Conservative Candace Owens Pushes Back Hard on Democrat Ted Lieu

'I'm not going to characterize her,' the congressman said — and then he did just that

By PoliZette Staff | April 10, 2019

It was the pushback heard across the nation.

At a tense House Judiciary Committee hearing on online hate speech on Tuesday, conservative commentator Candace Owens (shown above center) pushed back on Rep. Ted Lieu (D-Calif.) and said he so grossly distorted her comments about Adolf Hitler, to try to smear her and by connection others on the Right, that he must “believe black people are stupid.”

“In congressional hearings, the minority party gets to select its own witnesses,” Lieu began. “Of all the people the Republicans could’ve selected, they picked Candace Owens. I don’t know Miss Owens. I’m not going to characterize her,” he said. “I’m going to let her own words talk.”

Incredibly, the California Democrat then pulled out a cellphone — and as everyone in the hearing room watched and listened, he played a brief clip of previous remarks by Owens at a conference back in December.

“I actually don’t have any problem with the word ‘nationalism,'” she can be heard saying in the clip — which was edited without her permission.

“I think the definition gets poisoned by elitists that want globalism. Globalism is what I don’t want. When we say ‘nationalism,’ the first thing people think about — at least in America — is Hitler,” she continued in the clip. “You know, he was a national socialist, but if Hitler just wanted to make Germany great and have things run well, OK, fine. The problem is, he had dreams outside of Germany. He wanted to globalize. He wanted everyone to be German …”

Owens, much like President Donald Trump, has defended nationalism against attacks and accusations from the Left that the concept is somehow racist.

Lieu then asked committee witness Eileen Hershenov, senior vice president for the Anti-Defamation League, a Jewish anti-hate group, in part, “When people try to legitimize Adolf Hitler, does that feed into white nationalist ideology?”

Shortly after Hershenov replied, Candace Owens explained that she believed Lieu had intentionally and greatly misrepresented her views to advance a false narrative against Republicans in general.

“I think it’s pretty apparent that Mr. Lieu believes that black people are stupid and will not pursue the full clip in its entirety,” Owens began.

Before she could get much farther, the chairman of the Judiciary Committee, Rep. Jerry Nadler (D-N.Y.), broke in.

He told Owens, “It is not proper to refer disparagingly to a member of the committee. The witness will not do that again.”

“He’s trying to present [it] as if I was launching a defense of Hitler in Germany, when in fact the question that was presented to me was pertaining to whether I believed in nationalism, and that nationalism was bad.”

Owens refuted him — clarifying that she had not at all called Lieu stupid, as the record clearly showed and as others sitting in the room along with them also clearly heard.
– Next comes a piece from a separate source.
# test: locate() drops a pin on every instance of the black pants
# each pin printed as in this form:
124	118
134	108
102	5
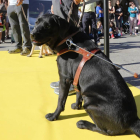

Then she said when Nadler permitted her to continue, “As I said, he is assuming that black people will not go and pursue the full two-hour clip. He purposefully cut off — and you didn’t hear the question that was asked of me. He’s trying to present [it] as if I was launching a defense of Hitler in Germany, when in fact the question that was presented to me was pertaining to whether I believed in nationalism, and that nationalism was bad.”

Owens wasn’t finished.

“And what I responded is that I do not believe we should be characterizing Hitler as a nationalist. He was a homicidal, psychopathic maniac that killed his own people. A nationalist would not kill their own people … That was unbelievably dishonest, and he did not allow me to respond to it, which is worrisome … ”

She then finished with, “By the way, I would like to also add that I work for Prager University, which is run by an orthodox Jew. Not a single Democrat showed up to the embassy opening in Jerusalem. I sat on a plane for 18 hours to make sure I was there. I am deeply offended by the insinuation of revealing that clip without the question that was asked of me.”

She spoke clearly, bluntly, and with conviction.

Executives from Google and Facebook were present in Washington, D.C., to respond to questions from Congress about the organizations’ role in the spread of hate crimes — and the seeming increase of white nationalism in the U.S.

Leaders of such human rights organizations as the Anti-Defamation League and the Equal Justice Society, along with conservative commentator Candace Owens, were also there to join them.

The Monday hearing “was prompted by the mosque shootings last month in Christchurch, New Zealand, that left 50 people dead,” as Fox News pointed out. “The gunman livestreamed the attacks on Facebook and published a long post online that espoused white supremacist views.”

“Owens was named in the mosque shooter’s manifesto, along with eco-fascism, socialism, Trump, and other seemingly unrelated actors,” the outlet also reported. “The shooter, who professed affection for divisive online memes and sowing social discord, explicitly stated that his intent was to gin up division and goad different factions into attacking one another.”